You all know the Markov umbrella puzzle about professor having umbrellas at home and at office and taking one whenever it rains. But how about if we have more than two places? Of course then the question arises how do they choose to which place to go. Let's assume they choose uniformly at random among the places they aren't currently in.
More concretely, let there be $n$ places and $u$ umbrellas distributed among these places (It doesn't matters how they start out). Let the probability of rain be $p$. A person moves from one place to another (one step is one move) by choosing the next place uniformly at random from the other $n-1$ places. If it rains and there is an umbrella available at their current place, they take it with them to the next place. If it doesn't rain, they don't take an umbrella with them (i.e., they leave the umbrella they possibly brought from the previous place). If there isn't an umbrella at their current place, they have no option but to go without and in case of rain they get wet. On average in the long run, how often do they get wet?
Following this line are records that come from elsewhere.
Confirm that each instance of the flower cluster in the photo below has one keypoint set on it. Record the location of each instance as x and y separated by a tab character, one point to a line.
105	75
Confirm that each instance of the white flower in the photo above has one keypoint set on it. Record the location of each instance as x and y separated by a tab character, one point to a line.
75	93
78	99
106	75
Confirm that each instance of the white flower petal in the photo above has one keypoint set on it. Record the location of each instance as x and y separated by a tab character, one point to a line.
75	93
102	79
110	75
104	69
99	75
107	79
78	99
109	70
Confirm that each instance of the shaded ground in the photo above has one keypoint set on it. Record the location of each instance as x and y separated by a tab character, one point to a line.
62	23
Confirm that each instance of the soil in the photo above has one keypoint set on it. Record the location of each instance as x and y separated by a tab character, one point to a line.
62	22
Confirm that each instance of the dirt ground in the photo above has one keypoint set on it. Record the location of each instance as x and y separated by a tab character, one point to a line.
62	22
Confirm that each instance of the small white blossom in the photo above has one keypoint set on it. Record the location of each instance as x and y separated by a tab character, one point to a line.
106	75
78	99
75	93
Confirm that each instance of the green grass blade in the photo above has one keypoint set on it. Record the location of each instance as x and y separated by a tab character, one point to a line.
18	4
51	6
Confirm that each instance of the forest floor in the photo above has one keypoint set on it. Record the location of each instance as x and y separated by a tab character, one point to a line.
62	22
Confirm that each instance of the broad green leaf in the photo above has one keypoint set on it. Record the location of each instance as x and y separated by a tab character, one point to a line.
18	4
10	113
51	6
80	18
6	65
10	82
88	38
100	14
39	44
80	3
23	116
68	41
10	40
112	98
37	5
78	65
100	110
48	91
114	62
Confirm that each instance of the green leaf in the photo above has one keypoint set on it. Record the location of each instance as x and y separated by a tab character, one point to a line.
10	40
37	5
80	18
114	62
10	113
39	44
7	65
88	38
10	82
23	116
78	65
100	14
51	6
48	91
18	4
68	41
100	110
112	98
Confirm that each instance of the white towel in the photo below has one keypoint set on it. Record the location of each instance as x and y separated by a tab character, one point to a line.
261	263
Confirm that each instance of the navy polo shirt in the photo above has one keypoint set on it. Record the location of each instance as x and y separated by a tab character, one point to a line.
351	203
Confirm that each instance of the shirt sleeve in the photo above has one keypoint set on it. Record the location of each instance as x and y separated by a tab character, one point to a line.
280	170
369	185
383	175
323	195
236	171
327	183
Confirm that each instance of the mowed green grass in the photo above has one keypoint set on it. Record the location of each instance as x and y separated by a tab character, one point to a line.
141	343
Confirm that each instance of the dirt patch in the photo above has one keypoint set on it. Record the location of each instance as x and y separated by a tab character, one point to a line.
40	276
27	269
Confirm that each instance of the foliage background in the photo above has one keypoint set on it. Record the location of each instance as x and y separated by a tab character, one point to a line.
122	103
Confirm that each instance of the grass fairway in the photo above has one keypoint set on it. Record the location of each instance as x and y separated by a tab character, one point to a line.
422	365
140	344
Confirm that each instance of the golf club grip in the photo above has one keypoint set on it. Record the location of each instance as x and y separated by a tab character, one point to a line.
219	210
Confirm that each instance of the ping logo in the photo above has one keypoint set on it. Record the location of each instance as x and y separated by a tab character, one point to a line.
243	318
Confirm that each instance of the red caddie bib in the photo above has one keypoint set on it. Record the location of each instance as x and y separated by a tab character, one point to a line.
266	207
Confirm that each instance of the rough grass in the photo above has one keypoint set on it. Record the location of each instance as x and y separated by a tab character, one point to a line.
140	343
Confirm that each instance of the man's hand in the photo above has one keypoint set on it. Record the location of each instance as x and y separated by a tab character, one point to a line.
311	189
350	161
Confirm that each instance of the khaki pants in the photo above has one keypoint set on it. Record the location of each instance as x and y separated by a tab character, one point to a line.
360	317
By brute force calculating small cases, I conjecture the formula
$$\frac{p(1-p)}{\frac{n+u-1}{n-1}-p} = \frac{p(1-p)}{\frac{u}{n-1}+ 1-p} $$
This seems to indicate that the problem is equivalent to the two place problem with $\frac{u}{n-1}$ umbrellas (if we could have fractional umbrellas). Obviously all the places are symmetric in the limit distribution but can we say that when the place we're leaving from is empty, the umbrellas are divided equally among the remaining places and it doesn't matter to which place we go, so we can group the other places into just one place with $\frac{u}{n-1}$ umbrellas. This is of course very vague speaking.